My Dog Has Fleas. A half Hawaiian young woman returns from the mainland to her birthplace of Oʻahu only to be greeted with judgment and shame.
Students from the University of Hawaiʻi at Mānoa Academy for Creative Media (ACM) in the College of Arts, Languages and Letters are walking away from the 42nd annual Hawaiʻi International Film Festival (HIFF) with invaluable lessons. From presenting their filmmaking chops to working behind the scenes at HIFF, ACM students gained priceless experiences at the world-renowned film festival this November.
HIFF selected six ACM UH Mānoa student shorts to showcase in HIFF’s University Shorts program which included animation, drama and even a musical. The short films were made available for online screenings across the globe.
- My Dog Has Fleas, directed by Justin Pascua
- Kites, directed by Debbie Kwon
- Look Up To The Stars, directed by Florence Jane Andres
- Home, directed by Jiwoo Lee
- Cringe Kid Kyle: The Musical, directed by Ian Severino
- TALA, directed by Justin Ocampo
This fall, an inaugural UH Mānoa ACM course also introduced students to different perspectives of a film festival; as participants, filmmakers and event coordinators. The ACM 386 Techniques: Film Festivals course prepared 11 students to shadow HIFF organizers this year to get an insider’s view of what it takes to put on the festival. HIFF allowed students to participate in areas such as programming, press, marketing, guest services and special events. They were also provided access to the festival screenings and events which allowed them to participate from an audience and filmmaker’s perspective.

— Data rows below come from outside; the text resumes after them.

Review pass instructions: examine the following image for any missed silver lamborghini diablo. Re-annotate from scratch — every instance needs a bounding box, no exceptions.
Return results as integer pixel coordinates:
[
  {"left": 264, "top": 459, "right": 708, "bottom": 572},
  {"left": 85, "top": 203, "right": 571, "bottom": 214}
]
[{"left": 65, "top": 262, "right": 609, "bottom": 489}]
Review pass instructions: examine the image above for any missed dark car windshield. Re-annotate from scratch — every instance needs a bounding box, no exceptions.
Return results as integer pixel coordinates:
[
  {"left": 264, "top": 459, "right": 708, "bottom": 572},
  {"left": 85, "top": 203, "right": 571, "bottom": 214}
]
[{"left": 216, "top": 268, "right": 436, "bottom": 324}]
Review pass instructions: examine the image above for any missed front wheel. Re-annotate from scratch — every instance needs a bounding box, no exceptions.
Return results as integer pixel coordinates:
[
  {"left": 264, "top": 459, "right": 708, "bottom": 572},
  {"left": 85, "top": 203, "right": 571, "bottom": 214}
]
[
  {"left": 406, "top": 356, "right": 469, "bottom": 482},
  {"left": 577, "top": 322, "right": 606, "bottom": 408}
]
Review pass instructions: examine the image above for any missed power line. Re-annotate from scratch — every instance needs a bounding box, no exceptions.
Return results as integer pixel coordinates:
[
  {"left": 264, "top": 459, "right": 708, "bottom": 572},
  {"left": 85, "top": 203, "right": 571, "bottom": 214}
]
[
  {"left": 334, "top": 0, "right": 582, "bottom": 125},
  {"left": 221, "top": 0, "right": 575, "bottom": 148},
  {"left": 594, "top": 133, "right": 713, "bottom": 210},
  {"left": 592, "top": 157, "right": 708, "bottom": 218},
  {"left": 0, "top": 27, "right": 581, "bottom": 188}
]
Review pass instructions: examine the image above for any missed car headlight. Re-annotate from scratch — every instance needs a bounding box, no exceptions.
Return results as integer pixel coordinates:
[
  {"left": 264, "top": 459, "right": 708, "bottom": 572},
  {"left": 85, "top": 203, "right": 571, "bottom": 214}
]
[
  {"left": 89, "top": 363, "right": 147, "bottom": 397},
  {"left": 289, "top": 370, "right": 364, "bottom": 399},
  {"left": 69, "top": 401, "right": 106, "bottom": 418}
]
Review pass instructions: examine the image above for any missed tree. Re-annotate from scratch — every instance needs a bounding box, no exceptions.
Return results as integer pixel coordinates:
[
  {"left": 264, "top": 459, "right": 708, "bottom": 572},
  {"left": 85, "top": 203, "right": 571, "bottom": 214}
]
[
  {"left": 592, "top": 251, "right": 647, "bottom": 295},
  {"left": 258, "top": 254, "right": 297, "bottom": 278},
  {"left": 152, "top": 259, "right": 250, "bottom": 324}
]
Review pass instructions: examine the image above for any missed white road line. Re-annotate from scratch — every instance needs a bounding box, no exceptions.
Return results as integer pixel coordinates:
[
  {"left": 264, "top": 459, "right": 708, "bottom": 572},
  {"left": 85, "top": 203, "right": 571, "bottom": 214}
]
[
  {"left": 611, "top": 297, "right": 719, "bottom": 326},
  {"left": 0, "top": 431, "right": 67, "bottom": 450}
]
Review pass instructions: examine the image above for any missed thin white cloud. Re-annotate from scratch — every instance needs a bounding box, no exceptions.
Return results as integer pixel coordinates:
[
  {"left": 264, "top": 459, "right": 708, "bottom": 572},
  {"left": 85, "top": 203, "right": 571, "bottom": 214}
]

Nuts and bolts of the trade
Six UH Mānoa ACM students were also selected to participate in HIFF’s online creators and critics immersive program. The new private mentoring opportunity pairs students with professional critics and content creators to learn how to craft film criticism texts and gain insight on logistics, brand building, sponsorship opportunities and growing audiences. Participants were mentored in writing, podcasting, video essays and vlogging. The inaugural program is a reimagining of the Roger Ebert Young Writers Program.